"La pression fait partie intégrante du football, on ne peut pas y échapper. Tout le monde attend de nous des exploits." Les épaules d'Emmanuel Emenike semblent largement capables de supporter le poids des attentes, mais après la terne entrée en lice du Nigeria face à l'Iran (0:0), il sait que le fardeau sera plus lourd encore à porter lors de la confrontation avec la Bosnie-et-Herzégovine pour le compte du Groupe F.

Malgré le flot de critiques suscité par la prestation des Super Eagles dans leur pays, où le ballon rond est roi, l'attaquant de Fenerbahçe ne se laisse pas démonter. "Quand les choses vont mal, tout le monde a son mot à dire", observe-t-il au micro de la FIFA. "Tout ce qu'on peut faire, c'est continuer à travailler dur.

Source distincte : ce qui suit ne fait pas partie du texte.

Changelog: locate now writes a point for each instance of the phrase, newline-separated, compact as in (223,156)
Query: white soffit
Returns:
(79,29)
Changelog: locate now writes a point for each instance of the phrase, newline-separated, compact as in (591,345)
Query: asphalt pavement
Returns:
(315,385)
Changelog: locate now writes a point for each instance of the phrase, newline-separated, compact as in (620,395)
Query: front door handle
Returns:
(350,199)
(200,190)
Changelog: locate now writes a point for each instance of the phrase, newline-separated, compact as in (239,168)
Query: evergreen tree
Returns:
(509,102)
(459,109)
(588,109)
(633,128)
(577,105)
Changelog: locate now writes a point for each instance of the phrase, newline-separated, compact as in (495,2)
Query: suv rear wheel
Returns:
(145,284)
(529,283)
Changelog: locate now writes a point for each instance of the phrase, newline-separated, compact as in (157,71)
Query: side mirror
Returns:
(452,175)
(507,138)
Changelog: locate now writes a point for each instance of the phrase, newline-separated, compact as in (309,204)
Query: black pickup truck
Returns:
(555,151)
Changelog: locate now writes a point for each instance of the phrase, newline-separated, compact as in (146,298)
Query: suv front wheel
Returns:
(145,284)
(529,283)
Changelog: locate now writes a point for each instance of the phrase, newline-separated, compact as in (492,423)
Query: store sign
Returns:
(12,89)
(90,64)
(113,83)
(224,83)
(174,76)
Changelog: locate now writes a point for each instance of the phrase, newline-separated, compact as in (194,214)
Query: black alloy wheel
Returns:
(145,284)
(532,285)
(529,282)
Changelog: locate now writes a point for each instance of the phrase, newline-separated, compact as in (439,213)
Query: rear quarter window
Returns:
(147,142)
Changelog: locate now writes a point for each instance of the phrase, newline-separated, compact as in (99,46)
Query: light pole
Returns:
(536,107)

La pression est nécessaire. Le match contre l'Iran a été décevant et la rencontre n'a pas tourné comme on voulait, il ne nous reste plus qu'à faire front et à vaincre la Bosnie-et-Herzégovine."

Dominateurs de bout en bout et auteurs de plus de tirs cadrés que leurs adversaires asiatiques, les Nigérians sont sortis frustrés d'un match qu'ils avaient toutes les chances de gagner, à en juger par les positions respectives des deux pays au Classement Mondial FIFA/Coca-Cola. Les champions d'Afrique ont pris un coup au moral, comme le reconnaît Emenike, mais ils ont retrouvé tout leur punch à l'approche du duel avec les néophytes bosniens. "On reste soudés", assure le joueur de 27 ans. "On a eu un bref passage à vide après le match contre l'Iran, mais maintenant, on est tous à fond, on l'a montré dans les entraînements."

Pas la fin du monde
Il estime que les vétérans du groupe ont joué un rôle clé à cet égard. À quelques capes du club des 100, Joseph Yobo et Vincent Enyeama exercent une influence positive sur le vestiaire. "Ils nous parlent beaucoup et ils essaient de nous conseiller, surtout Yobo, le capitaine", commente-t-il, assurant que les mots de ces joueurs chevronnés ont nourri une volonté de fer chez les Super Eagles. "Yobo a su nous faire comprendre que le résultat contre l'Iran n'était pas la fin du monde. Si nous battons la Bosnie, nous gardons des chances de nous qualifier."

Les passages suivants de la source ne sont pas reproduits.